In Memoriam – Dr Frank Polack

July 24, 2008 by  

On July 15 2007 Dr. Frank Polack, our colleague and friend, passed away. Frank was born and raised in Lima, Peru, and received his MD degree in 1954 from San Marcos University. After his graduation he emigrated to the United States, where he did his internship and began a residency in Neuropsychiatry at Grasslands Hospital, Valhalla, NY, a subsidiary of New York University Medical School. In 1956 he was married by proxy, his brother standing in for him, to his childhood sweetheart, Patricia Garcia, then Secretary to American Ambassador to Peru, who soon joined him in New York.

 

His contact with Dr. Ramon Castroviejo, the world-renowned pioneer in corneal surgery, had persuaded him to change his career choice to ophthalmology, and in 1957, he began his training at Grasslands under Dr. AG ‘‘Gerry” Devoe, then Chair at NYU, who was also a pioneer in corneal surgery. On completion of his residency in 1960, he began an NIH Fellowship under Dr George Smelser at the Eye Institute at Columbia, where he remained for 7 years, during which time he published his groundbreaking studies on electron microscopy of the eye.

 

Frank joined the faculty at SUNY HSCB where he formed a close personal association with Dr. Donald Willard, with whom he founded the American Ophthalmic Microsurgery Study Club in 1980. In 1967, he left New York to join Dr Herbert Kaufman at the University of Florida, where he continued his clinical and research interests in the cornea, reaching the rank of professor, as well as appointments as adjunct professor in the departments of veterinary medicine and of anatomy.

 

It was in May 1975 at the PAAO Meeting in San Juan, Puerto Rico, that Frank organized a meeting of a group of former students and associates and colleagues of Dr Ramon Castroviejo and proposed to form a society devoted exclusively to the cornea, to be called the Castroviejo Society (renamed the Cornea Society in 2002).
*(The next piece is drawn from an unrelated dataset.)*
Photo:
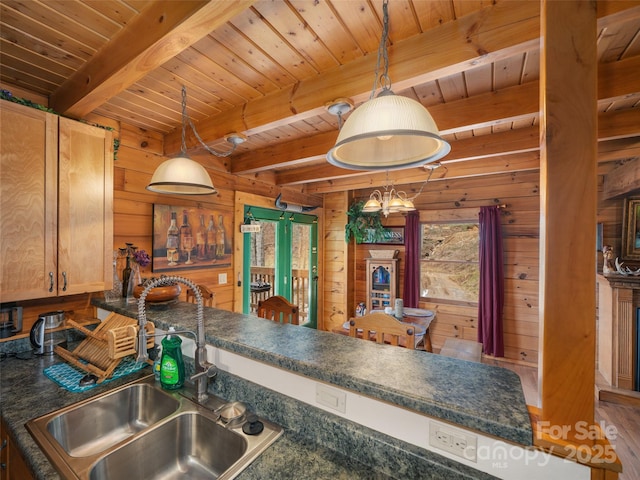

Frank, as principal architect of the society, was elected secretary-treasurer and the first meeting was held during the 1975 AAOO meeting in Dallas, TX. In 1978, Frank founded the journal Cornea, the official journal of the society and the first peer-reviewed journal devoted to the cornea. He remained its editor in chief until 1991.

 

Frank was a frequent lecturer at national and international meetings and courses. Over his career, he published 180 peer reviewed papers, 5 books, and 12 book chapters on electron microscopy, immunology and corneal transplantation, external disease, and microsurgery of the eye.

 

In 1980, he left full-time academic medicine and entered private practice in Gainesville. Pat continued to work closely with him in his office, on the journal, and on his continuing publications until his retirement in 2001. In 2005 he was awarded the World Congress Medal, the highest honor of the World Corneal Congress V sponsored by the Cornea Society, in recognition of his many clinical and scientific contributions to the subspecialty, and in particular for his seminal role in the founding of the Castroviejo Society, and the journal Cornea.

 

Frank is survived by his wife of 51 years, Patricia; 3 sons, Frank E., Peter, a specialist in cornea and refractive surgery, and William; and 4 grandsons.